Exploring Public Sentiment of Cannabinoid Use in Epilepsy: A Quantitative and Qualitative Analysis Through Social Media
Abstract number :
2.497
Submission category :
17. Public Health
Year :
2024
Submission ID :
1389
Source :
www.aesnet.org
Presentation date :
12/8/2024 12:00:00 AM
Published date :
Authors :
Presenting Author: Justine Ker, MD – University of Texas Southwestern Medical Center
Lauren Cooper, MS – University of Texas Southwestern Medical Center
Alexander Radunsky, MPH, ScD – University of Texas Southwestern Medical Center
Christoph Lehmann, MD – University of Texas Southwestern Medical Center
Marisara Dieppa, MD – University of Texas Southwestern Medical Center
Rationale: Leveraging social media data, we aim to understand public perceptions on cannabinoid use in patients with epilepsy. We selected cannabinoid use based on its relevance to clinical practice. To date, the evidence supporting the benefit of cannabis and cannabinoids in patients with epilepsy remains limited except for one FDA approved prescription, cannabidiol, for the treatment of Lennox-Gastaut syndrome, Dravet syndrome, and tuberous sclerosis complex.

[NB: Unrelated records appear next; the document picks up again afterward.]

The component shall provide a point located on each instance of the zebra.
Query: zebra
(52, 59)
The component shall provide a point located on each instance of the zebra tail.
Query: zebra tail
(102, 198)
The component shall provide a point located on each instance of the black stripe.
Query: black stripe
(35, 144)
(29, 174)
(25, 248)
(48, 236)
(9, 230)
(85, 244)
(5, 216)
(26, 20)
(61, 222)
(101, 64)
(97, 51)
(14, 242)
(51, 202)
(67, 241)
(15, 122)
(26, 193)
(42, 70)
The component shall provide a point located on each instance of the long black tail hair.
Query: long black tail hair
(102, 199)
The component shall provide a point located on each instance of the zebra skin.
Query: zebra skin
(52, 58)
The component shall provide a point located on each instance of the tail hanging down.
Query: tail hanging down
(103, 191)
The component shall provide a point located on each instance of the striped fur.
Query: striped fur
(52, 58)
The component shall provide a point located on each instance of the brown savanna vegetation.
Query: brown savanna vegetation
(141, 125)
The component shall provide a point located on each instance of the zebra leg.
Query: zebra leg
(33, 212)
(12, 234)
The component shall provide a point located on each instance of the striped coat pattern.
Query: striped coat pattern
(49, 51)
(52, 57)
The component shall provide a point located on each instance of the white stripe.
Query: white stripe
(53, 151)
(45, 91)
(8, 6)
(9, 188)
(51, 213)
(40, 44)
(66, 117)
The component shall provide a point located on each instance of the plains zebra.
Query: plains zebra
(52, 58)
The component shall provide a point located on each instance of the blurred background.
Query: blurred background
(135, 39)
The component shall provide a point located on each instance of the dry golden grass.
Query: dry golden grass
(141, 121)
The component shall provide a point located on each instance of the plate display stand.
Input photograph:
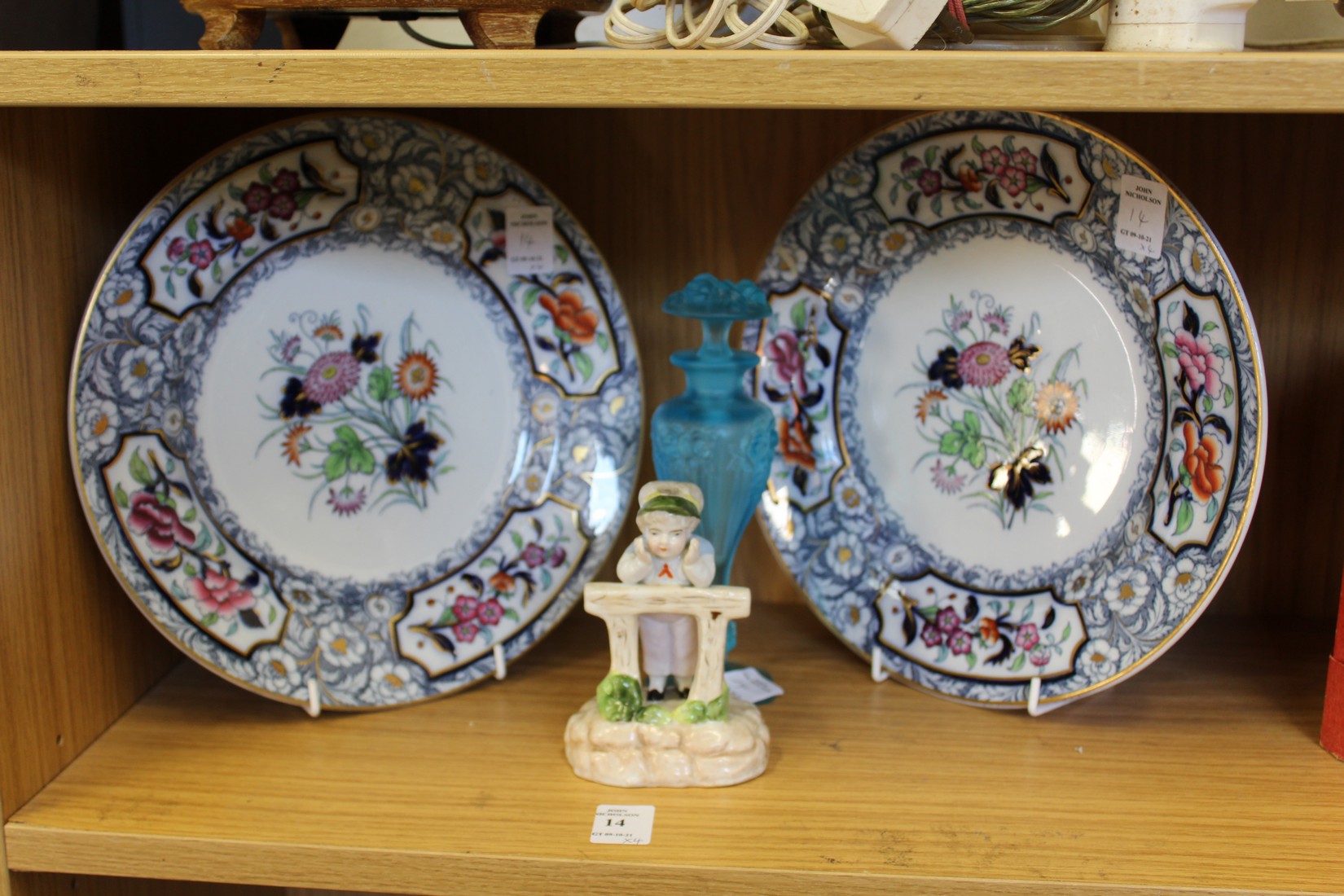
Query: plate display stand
(872, 788)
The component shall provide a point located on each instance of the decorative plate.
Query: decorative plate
(323, 434)
(1021, 410)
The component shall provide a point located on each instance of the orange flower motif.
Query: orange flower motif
(239, 227)
(928, 402)
(796, 444)
(1056, 406)
(969, 179)
(293, 444)
(417, 378)
(570, 316)
(1206, 476)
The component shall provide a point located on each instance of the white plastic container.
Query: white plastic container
(1178, 24)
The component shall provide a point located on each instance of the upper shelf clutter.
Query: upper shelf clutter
(671, 78)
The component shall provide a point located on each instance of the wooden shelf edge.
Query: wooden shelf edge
(1253, 81)
(1114, 794)
(299, 865)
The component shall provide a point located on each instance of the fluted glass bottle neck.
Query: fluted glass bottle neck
(715, 368)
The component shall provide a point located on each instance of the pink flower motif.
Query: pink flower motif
(994, 160)
(465, 608)
(1013, 180)
(347, 501)
(930, 182)
(783, 351)
(1023, 159)
(331, 376)
(257, 198)
(222, 594)
(490, 613)
(984, 364)
(945, 481)
(534, 555)
(283, 206)
(200, 254)
(1027, 635)
(157, 523)
(283, 182)
(1203, 370)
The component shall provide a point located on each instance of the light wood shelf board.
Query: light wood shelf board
(603, 78)
(1199, 773)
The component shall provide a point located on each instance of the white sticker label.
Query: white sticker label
(529, 239)
(1141, 219)
(622, 825)
(750, 685)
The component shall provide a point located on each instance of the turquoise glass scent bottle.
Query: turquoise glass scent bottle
(715, 434)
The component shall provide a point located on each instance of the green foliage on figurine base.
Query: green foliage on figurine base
(621, 699)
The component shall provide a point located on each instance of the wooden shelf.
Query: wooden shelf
(1201, 771)
(600, 78)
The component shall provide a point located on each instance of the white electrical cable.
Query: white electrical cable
(702, 24)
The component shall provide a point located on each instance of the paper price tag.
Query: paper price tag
(622, 825)
(1141, 217)
(529, 239)
(750, 685)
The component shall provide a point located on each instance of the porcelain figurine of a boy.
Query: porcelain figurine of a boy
(668, 552)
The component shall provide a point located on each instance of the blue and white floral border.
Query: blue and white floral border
(121, 329)
(835, 552)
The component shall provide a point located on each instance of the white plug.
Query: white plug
(881, 24)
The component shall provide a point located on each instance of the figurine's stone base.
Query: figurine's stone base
(630, 754)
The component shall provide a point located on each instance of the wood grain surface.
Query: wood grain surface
(734, 78)
(1201, 771)
(664, 195)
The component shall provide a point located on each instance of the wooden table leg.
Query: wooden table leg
(503, 30)
(227, 29)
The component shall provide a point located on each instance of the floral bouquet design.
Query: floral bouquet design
(362, 428)
(990, 415)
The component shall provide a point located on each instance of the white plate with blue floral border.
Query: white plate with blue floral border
(1021, 405)
(326, 438)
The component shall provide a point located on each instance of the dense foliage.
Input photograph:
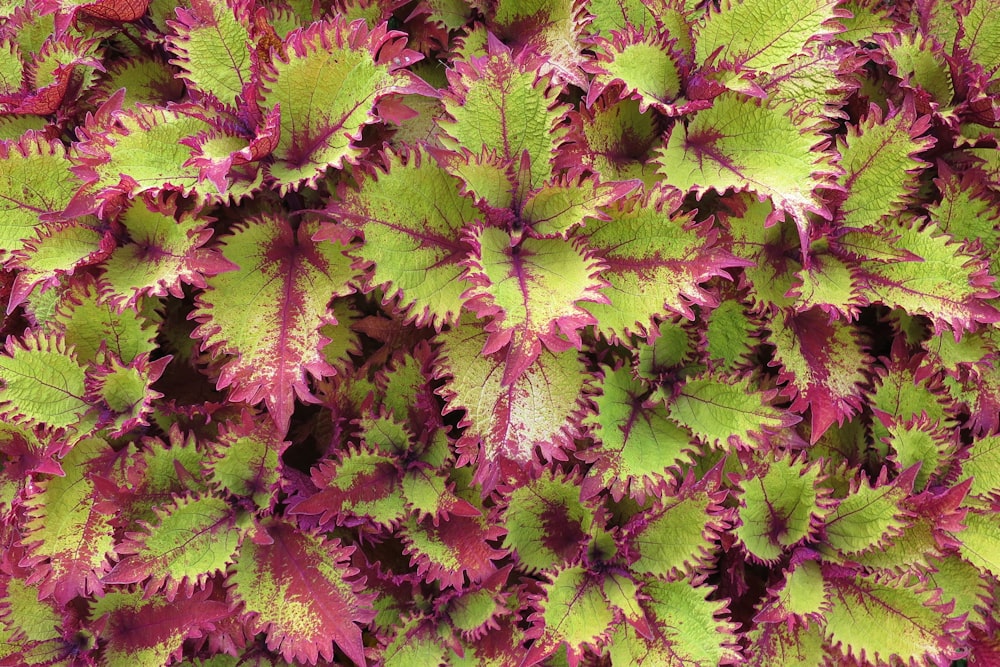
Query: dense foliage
(500, 332)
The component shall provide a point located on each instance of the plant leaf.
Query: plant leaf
(42, 382)
(327, 88)
(299, 590)
(533, 292)
(69, 533)
(721, 148)
(637, 444)
(728, 413)
(507, 421)
(412, 217)
(212, 44)
(288, 281)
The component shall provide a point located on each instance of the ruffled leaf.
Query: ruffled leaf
(287, 280)
(70, 532)
(212, 44)
(823, 362)
(687, 629)
(728, 413)
(411, 218)
(720, 149)
(165, 251)
(657, 259)
(533, 291)
(637, 444)
(194, 538)
(299, 590)
(876, 621)
(531, 514)
(677, 535)
(42, 382)
(35, 179)
(327, 89)
(498, 104)
(140, 631)
(780, 506)
(505, 422)
(880, 164)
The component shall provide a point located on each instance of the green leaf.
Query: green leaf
(637, 444)
(287, 281)
(779, 507)
(412, 217)
(687, 629)
(880, 164)
(763, 34)
(678, 534)
(500, 105)
(869, 516)
(193, 538)
(41, 382)
(533, 290)
(69, 533)
(936, 278)
(878, 621)
(748, 145)
(531, 511)
(506, 422)
(212, 45)
(657, 259)
(327, 88)
(166, 250)
(35, 178)
(728, 413)
(300, 591)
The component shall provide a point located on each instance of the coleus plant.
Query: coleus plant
(434, 332)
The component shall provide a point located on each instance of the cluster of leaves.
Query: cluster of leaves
(500, 332)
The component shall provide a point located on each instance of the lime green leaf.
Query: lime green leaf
(687, 629)
(94, 329)
(192, 539)
(69, 532)
(637, 443)
(41, 382)
(245, 460)
(763, 34)
(533, 291)
(748, 145)
(980, 539)
(678, 534)
(327, 88)
(412, 217)
(300, 591)
(657, 259)
(500, 105)
(869, 516)
(166, 250)
(780, 506)
(212, 45)
(165, 625)
(880, 164)
(982, 463)
(823, 362)
(802, 594)
(575, 612)
(287, 281)
(936, 277)
(728, 413)
(506, 422)
(35, 178)
(877, 621)
(531, 511)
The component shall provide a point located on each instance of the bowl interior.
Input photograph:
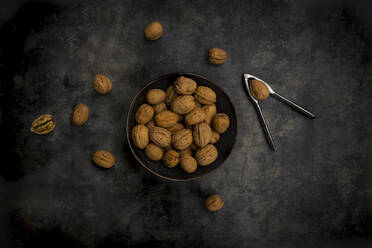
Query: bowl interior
(224, 145)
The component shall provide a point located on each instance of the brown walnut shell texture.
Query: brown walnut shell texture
(182, 139)
(80, 114)
(150, 124)
(102, 84)
(104, 159)
(155, 96)
(140, 136)
(220, 122)
(217, 56)
(205, 95)
(185, 86)
(183, 104)
(210, 110)
(171, 158)
(214, 203)
(160, 136)
(43, 124)
(153, 31)
(195, 116)
(202, 134)
(154, 152)
(215, 137)
(160, 107)
(188, 163)
(176, 127)
(166, 118)
(171, 95)
(144, 114)
(258, 89)
(206, 155)
(186, 151)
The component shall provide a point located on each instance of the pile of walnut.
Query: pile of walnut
(180, 126)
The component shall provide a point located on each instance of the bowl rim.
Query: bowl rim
(129, 133)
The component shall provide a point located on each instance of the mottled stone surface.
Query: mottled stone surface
(314, 191)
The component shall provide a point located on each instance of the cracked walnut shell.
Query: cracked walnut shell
(43, 124)
(185, 86)
(183, 104)
(140, 136)
(182, 139)
(214, 203)
(188, 163)
(160, 136)
(153, 31)
(155, 96)
(201, 134)
(80, 114)
(206, 155)
(217, 56)
(102, 84)
(220, 122)
(205, 95)
(154, 152)
(144, 114)
(171, 158)
(166, 118)
(104, 159)
(195, 116)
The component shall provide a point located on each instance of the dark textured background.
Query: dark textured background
(314, 191)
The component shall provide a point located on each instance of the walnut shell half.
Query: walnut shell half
(185, 86)
(166, 118)
(205, 95)
(160, 136)
(183, 104)
(182, 139)
(206, 155)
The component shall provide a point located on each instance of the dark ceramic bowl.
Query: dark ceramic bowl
(224, 145)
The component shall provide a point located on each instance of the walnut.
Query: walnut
(102, 84)
(214, 203)
(80, 114)
(140, 136)
(150, 124)
(188, 163)
(186, 151)
(205, 95)
(206, 155)
(258, 90)
(195, 116)
(171, 158)
(144, 114)
(154, 152)
(210, 110)
(193, 147)
(217, 56)
(215, 137)
(166, 118)
(160, 136)
(160, 107)
(201, 134)
(155, 96)
(220, 122)
(182, 139)
(176, 127)
(183, 104)
(104, 159)
(43, 124)
(185, 86)
(153, 31)
(171, 95)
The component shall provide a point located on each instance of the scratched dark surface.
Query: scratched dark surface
(314, 191)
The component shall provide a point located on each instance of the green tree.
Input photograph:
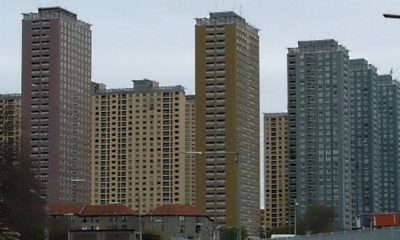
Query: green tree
(230, 233)
(20, 205)
(317, 219)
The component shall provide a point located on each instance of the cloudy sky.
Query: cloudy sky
(155, 38)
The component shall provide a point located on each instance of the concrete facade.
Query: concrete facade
(138, 143)
(227, 120)
(319, 129)
(56, 74)
(276, 195)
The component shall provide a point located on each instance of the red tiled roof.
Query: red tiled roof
(83, 209)
(177, 209)
(108, 210)
(66, 208)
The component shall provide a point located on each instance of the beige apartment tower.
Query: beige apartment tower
(227, 120)
(55, 85)
(138, 145)
(276, 197)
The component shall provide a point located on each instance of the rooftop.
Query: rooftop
(177, 210)
(84, 209)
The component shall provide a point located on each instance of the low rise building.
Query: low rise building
(176, 221)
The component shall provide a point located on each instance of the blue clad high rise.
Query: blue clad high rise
(364, 133)
(389, 132)
(318, 128)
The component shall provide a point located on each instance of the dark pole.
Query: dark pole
(389, 15)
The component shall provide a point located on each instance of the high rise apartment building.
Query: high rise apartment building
(364, 133)
(56, 74)
(10, 125)
(138, 145)
(276, 190)
(190, 182)
(227, 120)
(388, 189)
(319, 129)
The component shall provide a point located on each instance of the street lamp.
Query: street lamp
(237, 184)
(46, 220)
(389, 15)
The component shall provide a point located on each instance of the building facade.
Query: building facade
(138, 144)
(388, 188)
(227, 119)
(10, 125)
(190, 182)
(364, 133)
(177, 221)
(276, 195)
(319, 129)
(56, 73)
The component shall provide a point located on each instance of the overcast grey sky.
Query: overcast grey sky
(155, 38)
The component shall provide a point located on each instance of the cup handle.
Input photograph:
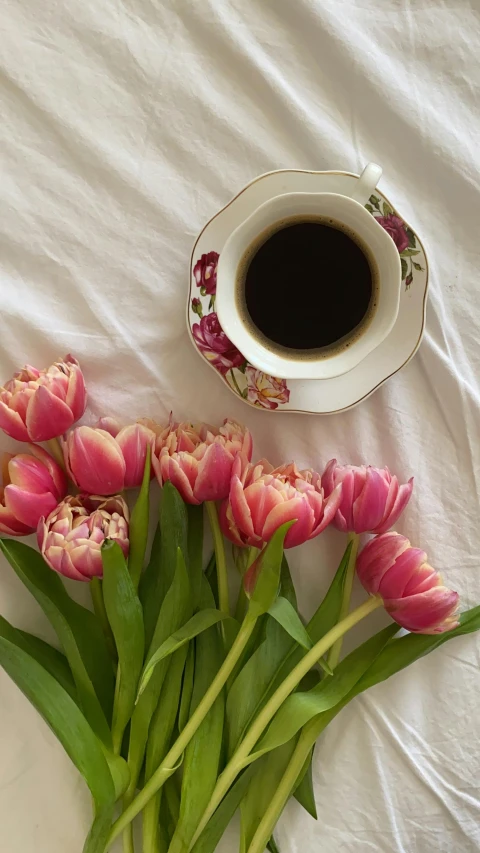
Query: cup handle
(366, 183)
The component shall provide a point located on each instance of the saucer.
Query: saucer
(308, 396)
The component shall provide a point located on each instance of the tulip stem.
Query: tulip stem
(221, 560)
(334, 653)
(241, 757)
(96, 593)
(174, 755)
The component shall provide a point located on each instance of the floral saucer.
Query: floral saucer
(310, 396)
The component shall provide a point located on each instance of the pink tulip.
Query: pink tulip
(262, 498)
(198, 460)
(37, 405)
(105, 459)
(372, 500)
(33, 484)
(71, 538)
(412, 591)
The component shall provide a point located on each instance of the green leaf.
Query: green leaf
(174, 612)
(159, 738)
(301, 707)
(51, 659)
(286, 616)
(268, 578)
(216, 826)
(202, 755)
(195, 549)
(304, 793)
(187, 689)
(125, 615)
(402, 651)
(69, 725)
(138, 528)
(201, 621)
(261, 789)
(173, 525)
(78, 631)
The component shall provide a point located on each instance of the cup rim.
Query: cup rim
(255, 352)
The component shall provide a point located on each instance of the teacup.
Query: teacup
(350, 214)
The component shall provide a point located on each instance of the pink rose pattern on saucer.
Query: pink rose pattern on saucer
(401, 234)
(261, 390)
(270, 392)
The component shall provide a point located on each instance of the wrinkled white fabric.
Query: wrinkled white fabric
(125, 126)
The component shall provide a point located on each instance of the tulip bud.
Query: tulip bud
(198, 460)
(106, 460)
(37, 405)
(412, 591)
(71, 537)
(372, 499)
(262, 498)
(33, 484)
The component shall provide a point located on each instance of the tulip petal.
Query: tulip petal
(369, 507)
(429, 612)
(96, 461)
(47, 415)
(295, 509)
(29, 507)
(171, 470)
(76, 398)
(241, 511)
(403, 496)
(394, 582)
(12, 424)
(133, 442)
(214, 474)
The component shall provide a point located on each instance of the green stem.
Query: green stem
(334, 653)
(167, 767)
(223, 601)
(240, 758)
(235, 383)
(282, 792)
(96, 593)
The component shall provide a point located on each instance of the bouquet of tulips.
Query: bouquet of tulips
(168, 701)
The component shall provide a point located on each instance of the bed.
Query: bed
(126, 124)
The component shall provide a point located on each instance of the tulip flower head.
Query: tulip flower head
(412, 591)
(33, 484)
(37, 405)
(198, 460)
(262, 498)
(71, 537)
(372, 499)
(105, 459)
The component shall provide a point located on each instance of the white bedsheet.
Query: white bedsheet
(125, 126)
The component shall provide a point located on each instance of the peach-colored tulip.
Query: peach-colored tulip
(37, 405)
(413, 592)
(198, 459)
(71, 537)
(262, 498)
(105, 459)
(33, 484)
(372, 499)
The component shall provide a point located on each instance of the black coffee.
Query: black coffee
(308, 285)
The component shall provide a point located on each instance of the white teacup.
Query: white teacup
(350, 212)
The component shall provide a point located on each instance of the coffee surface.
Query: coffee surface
(309, 285)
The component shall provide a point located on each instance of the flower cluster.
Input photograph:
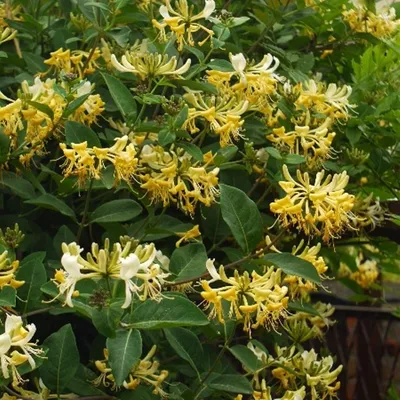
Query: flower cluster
(170, 177)
(149, 65)
(365, 275)
(8, 270)
(141, 269)
(42, 106)
(16, 347)
(380, 25)
(182, 23)
(73, 64)
(145, 371)
(369, 212)
(322, 208)
(313, 144)
(256, 300)
(300, 287)
(88, 162)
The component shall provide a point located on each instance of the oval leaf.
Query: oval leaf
(116, 211)
(170, 312)
(186, 344)
(121, 96)
(242, 216)
(293, 265)
(78, 133)
(62, 359)
(188, 261)
(124, 352)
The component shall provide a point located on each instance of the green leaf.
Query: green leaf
(53, 203)
(188, 261)
(124, 352)
(74, 105)
(116, 211)
(229, 383)
(32, 271)
(62, 359)
(186, 344)
(303, 307)
(172, 311)
(106, 320)
(248, 359)
(78, 133)
(8, 296)
(242, 216)
(293, 265)
(121, 96)
(4, 147)
(18, 185)
(203, 86)
(192, 149)
(166, 136)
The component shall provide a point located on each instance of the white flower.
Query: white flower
(208, 8)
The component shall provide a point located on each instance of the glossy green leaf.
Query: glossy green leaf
(124, 352)
(116, 211)
(293, 265)
(172, 311)
(62, 359)
(242, 216)
(188, 261)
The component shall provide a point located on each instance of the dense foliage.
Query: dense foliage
(178, 179)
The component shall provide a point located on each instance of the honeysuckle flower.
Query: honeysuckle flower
(192, 233)
(368, 212)
(299, 286)
(8, 270)
(366, 274)
(88, 162)
(322, 208)
(145, 371)
(16, 347)
(171, 177)
(222, 113)
(181, 21)
(73, 62)
(381, 25)
(252, 297)
(313, 144)
(149, 65)
(333, 101)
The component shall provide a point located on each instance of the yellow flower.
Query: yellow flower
(252, 297)
(254, 83)
(16, 347)
(76, 62)
(366, 274)
(322, 208)
(8, 270)
(141, 269)
(380, 25)
(188, 235)
(313, 144)
(171, 178)
(221, 112)
(183, 23)
(88, 162)
(146, 371)
(368, 212)
(149, 65)
(332, 101)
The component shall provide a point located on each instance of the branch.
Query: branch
(256, 254)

Methods: A subset of English-language posts containing selected epilepsy- and cannabinoid-associated key terms were collected from X (formerly Twitter) between 1 August 2023 to 12 July 2024. We processed and analyzed the posts using Python in conjunction with the natural language processing library spaCy. The M3-Inference and Ethnicolr libraries were used to infer user demographics (age, gender, ethnicity). Posts were also assigned to a United Kingdom (UK) versus non-UK cohort. The SentiStrength library was used to assign values based on sentiment (positive or negative) of the words in the post. The Text2Emotion library used natural language processing to categorize posts into one of five emotions (happy, angry, sad, surprise, fear). Topic modeling was completed using Latent Dirichlet Allocation (LDA) from the Gensim Library.